Time was, much of the Truckee Meadows resembled Steamboat. Today most of those formerly rural areas to the north have been swallowed up in suburban sprawl. Not in Steamboat, just south of Reno. At least yet. Those who live there were seeking a different lifestyle. They and others enjoy it.
"If you were out here on any given day you would see groups of cyclists coming through here, people riding horses," says longtime resident Judy Coulter.."And it should remain that."
But Coulter and others say that lifestyle is under threat.
Years ago, the three local governments agreed to a settlement that carved up the local area into "spheres of influence" to guide future planning and development. Rhodes Road, which bisects this little valley, is where Reno's sphere of influence ends and the county's begins.
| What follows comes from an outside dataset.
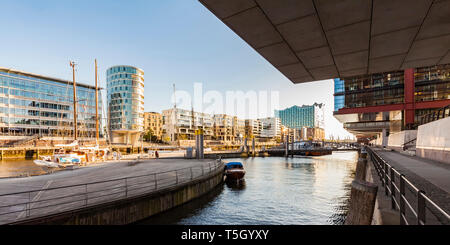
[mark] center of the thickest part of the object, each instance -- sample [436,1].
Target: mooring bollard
[361,169]
[362,203]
Last year a Southern California company proposed a development of more than 200 homes on pasture land north of the road.
They applied for annexation into the city, but that application was pulled in the face of resistance from the neighborhood. Residents argue this land and other sites where the spheres meet were intended and are included in the master plans as transition zones.
"They made it a reasonable transition from rural to urban and now a developer wants to come in and change that."
The pasture land is zoned for one-acre parcels. With that zoning, just 28 homes could be built there. The developer is proposing to build a total of more than 200 more, almost all of them on city sized lots.
Consultants for the developer have proposed a strip of one-acre lots on the north side of this roadway as a transition zone. Residents on the south side say that's no transition zone at all.
"It has to be gradual," says Coulter. 'That density increase has to be gradual for it to be a transition."
The matter goes before the Regional Governing Board 2 p.m. February 8 at the County Commission chambers.
But Coulter is worried returning the decision to the county could clear the way for the higher density development.
How? Well, there are six parcels, most with zoning that would allow higher density, but because of a flood plain and geothermal issues, can't be built on. Put them all together, transferring the unusable density to just the pasture, the whole development can be averaged out to fit that one-acre zoning.
County ordinances, she says, would allow just such a maneuver. At the hearing she'll be arguing the decision should be shared with all three governments having a say in the outcome.
We attempted to contact the consultants for the developer for comment on this story. Our calls were not returned.